As staff began to leave the building, a second crack appeared and spread toward the office area. Then, under the weight of an unusually heavy snowfall, the roof collapsed, crushing equipment and covering 5,000 square feet of manufacturing space in debris.
“That roof was carrying a snow load all winter long. A lot of times snow comes and goes, and I guess after having snow on it for four, five months, it finally decided it was time to give up,” Kalkman said.
All staff members made it out of the building without harm. Kalkman had returned to the office area, which remained intact.
After the collapse, JK Machining prioritized saving its in-progress work. The company makes injection molds for automotive, medical and furniture end markets.
“We had a crane on site by 8 o'clock that night, and the next morning we started lifting pieces of the roof and the rafters away so that we could get at all of our customers' molds, and by the end of the day we had all of our customers' molds out of our facility and into other local shops that helped us finish them,” he said.
JK Machining is a member of the Southwestern Michigan Tooling Coalition. The alliance helped make it possible to deliver all molds on time.
“Never missed a date, never missed a delivery,” Kalkman said. “It was survival mode; you don't deliver late.”
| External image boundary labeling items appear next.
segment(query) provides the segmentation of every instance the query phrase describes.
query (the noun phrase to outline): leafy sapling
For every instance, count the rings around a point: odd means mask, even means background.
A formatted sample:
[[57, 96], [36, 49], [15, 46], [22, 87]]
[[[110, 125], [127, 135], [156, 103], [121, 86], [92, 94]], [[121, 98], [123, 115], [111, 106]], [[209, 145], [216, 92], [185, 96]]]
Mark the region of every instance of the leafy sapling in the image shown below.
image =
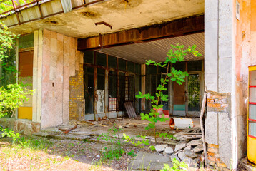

Kalkman said he received offers of help from all over the state as the company salvaged what they could and set up shop in a temporary facility about 20 minutes away.
“We were able to save our manual machines,” he added. “Anything that was computer-driven, CNC, high-accuracy [had to be replaced]. We got all new high-speed mills, new EDMs, new wire machine, new CNC milling machines. Everything else was pretty much crushed.”